【東京五つ星の肉料理】牛肉料理 > 台東区
グリル 佐久良
【グリル さくら】

人も店も料理もあったかい

昭和42年に暖簾分けで開業し、同49年に本店の看板を継いでからも、冨樫正和・幸枝さん夫妻はずっと二人だけで店をつづけてきた。店は表通りを外れた静かな一角にあり、古風なガラス扉にもランプにも、磨かれたカウンターにも二人の歴史が息づいているようで、なんとも温かく好ましい。写真でご覧のとおり、料理まであったかそうなカオをしてるから不思議だ。
ビーフシチューやステーキは、やわらかさがほどよく匂いがいい、乾燥りんごを食べて育つ信州志賀高原産の林檎牛。ポークソテーやカツサンドなどの豚肉はヒレしか使わない。

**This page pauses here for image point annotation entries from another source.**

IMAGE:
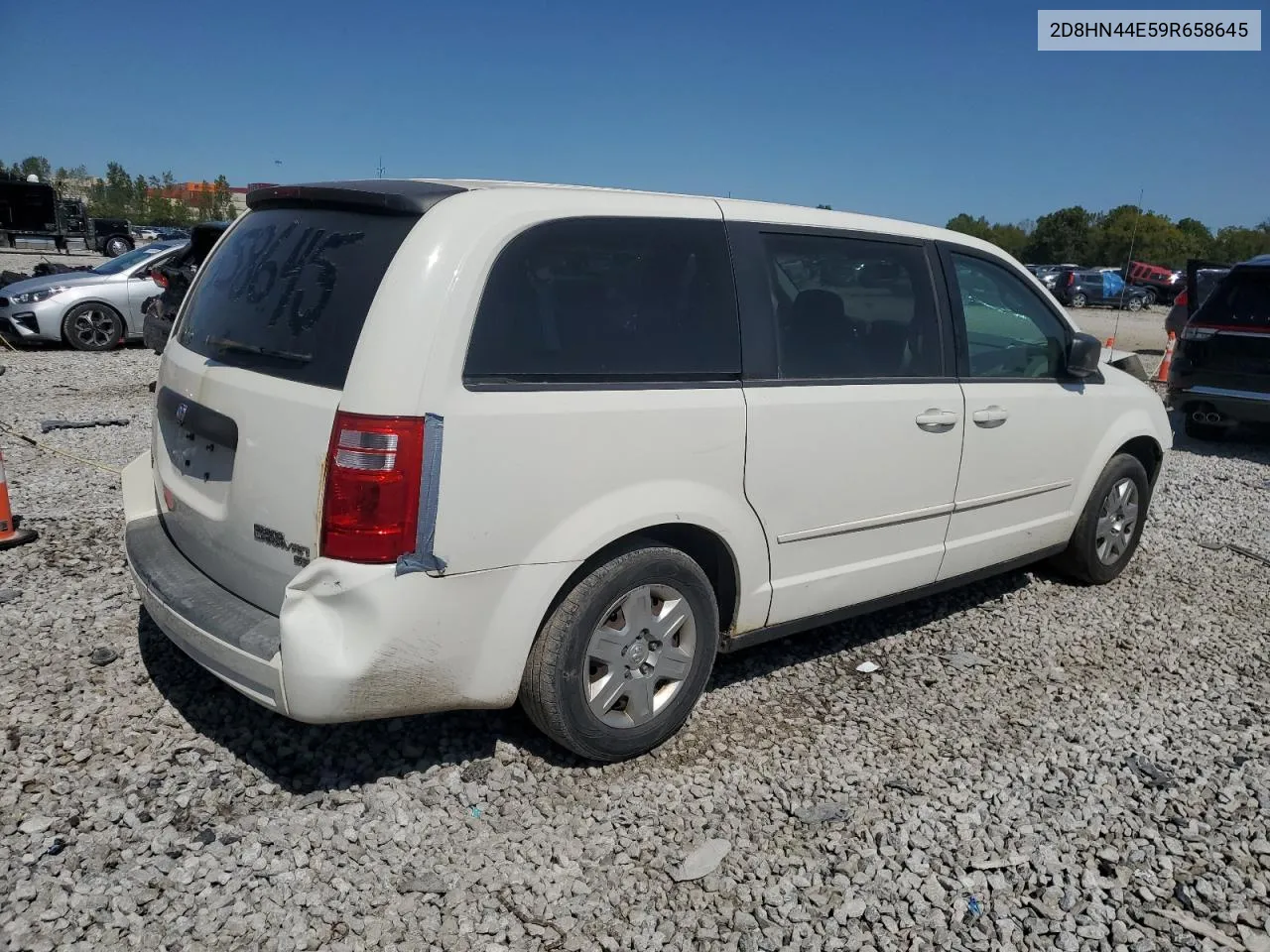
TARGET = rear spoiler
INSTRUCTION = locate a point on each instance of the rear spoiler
(373, 195)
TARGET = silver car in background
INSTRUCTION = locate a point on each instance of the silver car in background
(89, 309)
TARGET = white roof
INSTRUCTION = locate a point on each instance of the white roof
(765, 212)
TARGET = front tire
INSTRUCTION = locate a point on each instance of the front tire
(93, 327)
(1110, 527)
(620, 662)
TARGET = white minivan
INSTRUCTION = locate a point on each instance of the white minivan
(425, 444)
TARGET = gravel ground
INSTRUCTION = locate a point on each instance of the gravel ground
(26, 261)
(1033, 766)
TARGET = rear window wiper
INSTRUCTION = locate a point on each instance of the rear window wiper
(244, 348)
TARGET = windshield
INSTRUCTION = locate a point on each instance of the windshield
(117, 266)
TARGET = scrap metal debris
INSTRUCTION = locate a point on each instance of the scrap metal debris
(49, 425)
(1152, 774)
(965, 658)
(1248, 552)
(902, 787)
(824, 812)
(701, 861)
(1201, 928)
(1215, 546)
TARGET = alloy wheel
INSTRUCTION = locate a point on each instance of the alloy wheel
(94, 329)
(639, 655)
(1118, 518)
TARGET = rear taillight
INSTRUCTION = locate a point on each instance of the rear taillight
(371, 503)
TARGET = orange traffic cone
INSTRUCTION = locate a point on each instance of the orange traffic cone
(1162, 373)
(10, 535)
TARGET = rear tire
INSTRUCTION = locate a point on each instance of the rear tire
(93, 327)
(620, 662)
(1110, 527)
(1202, 430)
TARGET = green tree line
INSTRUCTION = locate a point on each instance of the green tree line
(141, 199)
(1101, 239)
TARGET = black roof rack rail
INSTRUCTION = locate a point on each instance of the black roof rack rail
(376, 195)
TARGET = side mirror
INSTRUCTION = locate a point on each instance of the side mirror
(1083, 356)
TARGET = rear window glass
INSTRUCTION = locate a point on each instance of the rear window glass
(287, 293)
(594, 299)
(1241, 301)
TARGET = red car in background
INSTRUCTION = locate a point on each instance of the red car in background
(1164, 284)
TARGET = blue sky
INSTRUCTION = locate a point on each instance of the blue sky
(911, 111)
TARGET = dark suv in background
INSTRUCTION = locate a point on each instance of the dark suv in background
(1080, 289)
(1220, 371)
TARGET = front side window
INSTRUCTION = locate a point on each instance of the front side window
(608, 299)
(1008, 330)
(851, 308)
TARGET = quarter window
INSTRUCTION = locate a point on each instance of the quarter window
(851, 308)
(1008, 330)
(593, 299)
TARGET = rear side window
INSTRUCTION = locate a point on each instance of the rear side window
(287, 293)
(1241, 301)
(608, 299)
(852, 308)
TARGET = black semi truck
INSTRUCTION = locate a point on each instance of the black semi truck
(33, 212)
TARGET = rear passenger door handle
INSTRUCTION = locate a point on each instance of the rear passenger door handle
(937, 420)
(991, 416)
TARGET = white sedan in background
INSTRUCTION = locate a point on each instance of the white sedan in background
(93, 309)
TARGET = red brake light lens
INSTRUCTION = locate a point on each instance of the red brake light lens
(371, 503)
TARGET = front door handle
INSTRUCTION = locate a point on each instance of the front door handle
(937, 420)
(991, 416)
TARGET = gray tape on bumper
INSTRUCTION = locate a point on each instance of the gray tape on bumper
(423, 558)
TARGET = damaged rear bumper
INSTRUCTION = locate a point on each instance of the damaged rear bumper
(352, 642)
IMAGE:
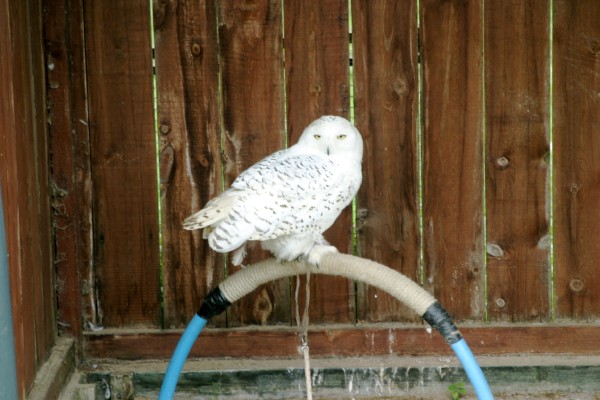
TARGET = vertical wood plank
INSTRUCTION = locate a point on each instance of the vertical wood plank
(71, 175)
(190, 160)
(39, 206)
(317, 83)
(251, 51)
(516, 65)
(452, 44)
(23, 168)
(577, 148)
(385, 48)
(123, 162)
(14, 187)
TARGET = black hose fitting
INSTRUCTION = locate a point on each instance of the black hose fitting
(441, 321)
(214, 304)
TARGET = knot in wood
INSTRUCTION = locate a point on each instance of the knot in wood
(164, 128)
(576, 285)
(502, 162)
(594, 46)
(196, 49)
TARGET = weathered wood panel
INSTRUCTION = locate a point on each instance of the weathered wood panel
(577, 148)
(317, 83)
(251, 54)
(517, 73)
(70, 173)
(385, 61)
(123, 162)
(24, 169)
(452, 49)
(39, 204)
(344, 341)
(190, 160)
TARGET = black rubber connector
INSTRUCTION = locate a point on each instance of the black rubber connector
(214, 304)
(441, 321)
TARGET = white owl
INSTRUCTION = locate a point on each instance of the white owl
(288, 199)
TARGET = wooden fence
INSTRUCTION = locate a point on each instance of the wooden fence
(480, 122)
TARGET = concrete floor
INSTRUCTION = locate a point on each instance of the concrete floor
(511, 377)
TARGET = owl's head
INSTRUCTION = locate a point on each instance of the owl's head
(334, 136)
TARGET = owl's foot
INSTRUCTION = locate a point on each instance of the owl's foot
(317, 252)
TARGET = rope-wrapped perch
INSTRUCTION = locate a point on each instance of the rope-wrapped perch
(404, 289)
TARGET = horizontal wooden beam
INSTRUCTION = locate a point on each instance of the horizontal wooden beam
(344, 341)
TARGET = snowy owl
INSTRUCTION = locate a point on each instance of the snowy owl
(288, 199)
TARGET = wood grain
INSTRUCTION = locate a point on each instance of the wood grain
(385, 62)
(70, 172)
(25, 192)
(516, 84)
(317, 83)
(190, 160)
(576, 103)
(452, 49)
(251, 54)
(123, 163)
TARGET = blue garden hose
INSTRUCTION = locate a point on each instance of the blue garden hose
(411, 294)
(472, 369)
(180, 354)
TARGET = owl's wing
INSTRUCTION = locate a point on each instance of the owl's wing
(291, 177)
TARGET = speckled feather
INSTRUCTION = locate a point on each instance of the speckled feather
(288, 199)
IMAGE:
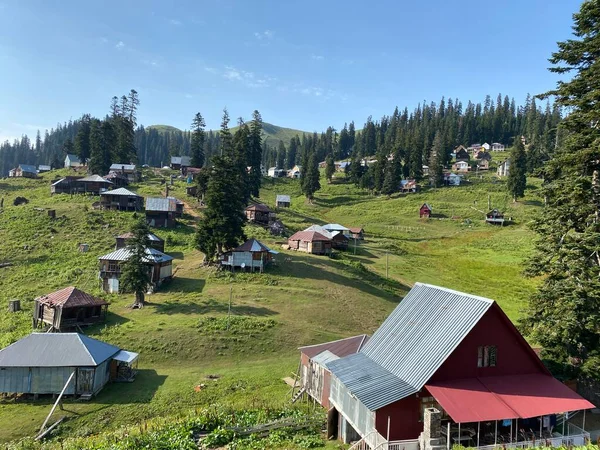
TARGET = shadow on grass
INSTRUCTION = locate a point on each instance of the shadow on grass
(210, 306)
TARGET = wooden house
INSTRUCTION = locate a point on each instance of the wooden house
(163, 212)
(72, 161)
(357, 233)
(66, 185)
(42, 363)
(251, 255)
(93, 184)
(495, 217)
(121, 199)
(425, 211)
(282, 201)
(23, 171)
(503, 168)
(156, 242)
(461, 166)
(127, 170)
(310, 242)
(180, 162)
(258, 213)
(315, 378)
(444, 369)
(160, 268)
(461, 153)
(68, 308)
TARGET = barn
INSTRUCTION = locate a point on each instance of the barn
(42, 363)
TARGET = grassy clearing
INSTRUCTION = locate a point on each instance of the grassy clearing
(311, 299)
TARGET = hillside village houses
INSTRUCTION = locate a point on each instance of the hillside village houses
(445, 368)
(48, 363)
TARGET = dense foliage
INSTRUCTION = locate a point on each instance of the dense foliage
(563, 316)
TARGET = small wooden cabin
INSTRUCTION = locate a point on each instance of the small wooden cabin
(425, 211)
(252, 254)
(156, 242)
(310, 242)
(160, 267)
(68, 308)
(42, 363)
(283, 201)
(121, 199)
(258, 213)
(495, 217)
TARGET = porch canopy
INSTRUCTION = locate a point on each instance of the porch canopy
(505, 397)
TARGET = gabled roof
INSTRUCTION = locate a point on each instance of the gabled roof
(121, 191)
(70, 297)
(123, 254)
(95, 179)
(56, 350)
(252, 245)
(125, 167)
(340, 348)
(309, 236)
(411, 344)
(28, 168)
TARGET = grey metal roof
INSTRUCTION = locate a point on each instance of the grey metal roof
(123, 254)
(373, 385)
(411, 344)
(120, 191)
(125, 167)
(56, 350)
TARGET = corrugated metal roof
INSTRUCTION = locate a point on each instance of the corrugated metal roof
(341, 347)
(125, 167)
(410, 345)
(70, 297)
(120, 191)
(56, 350)
(95, 179)
(123, 254)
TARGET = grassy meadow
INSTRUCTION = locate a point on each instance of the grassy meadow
(303, 299)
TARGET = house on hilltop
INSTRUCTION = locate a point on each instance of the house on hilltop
(444, 361)
(68, 308)
(160, 268)
(42, 363)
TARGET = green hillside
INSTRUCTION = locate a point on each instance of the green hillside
(189, 361)
(272, 134)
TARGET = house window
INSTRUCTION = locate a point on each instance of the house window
(486, 356)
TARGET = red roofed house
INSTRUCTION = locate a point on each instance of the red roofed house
(444, 369)
(68, 308)
(310, 242)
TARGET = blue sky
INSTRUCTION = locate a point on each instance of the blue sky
(303, 64)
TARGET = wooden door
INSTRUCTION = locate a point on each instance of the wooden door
(85, 381)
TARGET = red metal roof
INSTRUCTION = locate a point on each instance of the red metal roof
(341, 347)
(308, 236)
(505, 397)
(70, 297)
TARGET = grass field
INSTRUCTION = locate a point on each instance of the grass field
(306, 300)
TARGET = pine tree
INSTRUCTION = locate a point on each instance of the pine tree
(516, 180)
(310, 183)
(436, 168)
(135, 274)
(563, 316)
(329, 168)
(197, 144)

ビーフシチューのバラ肉は噛むまでもなく口の中でとろけ、創業以来継ぎ足しのデミグラスソースが香ばしい。「隠れた名品」と自負する豚ヒレ一口カツは、40年間食べつづけている客さえいる。常連は2世代、3世代にわたり、一見客には口コミでやって来る外国人も多い。その店を「19歳の孫娘が継いでくれるっていうんです」と、二人はうれしそうに満面の笑み。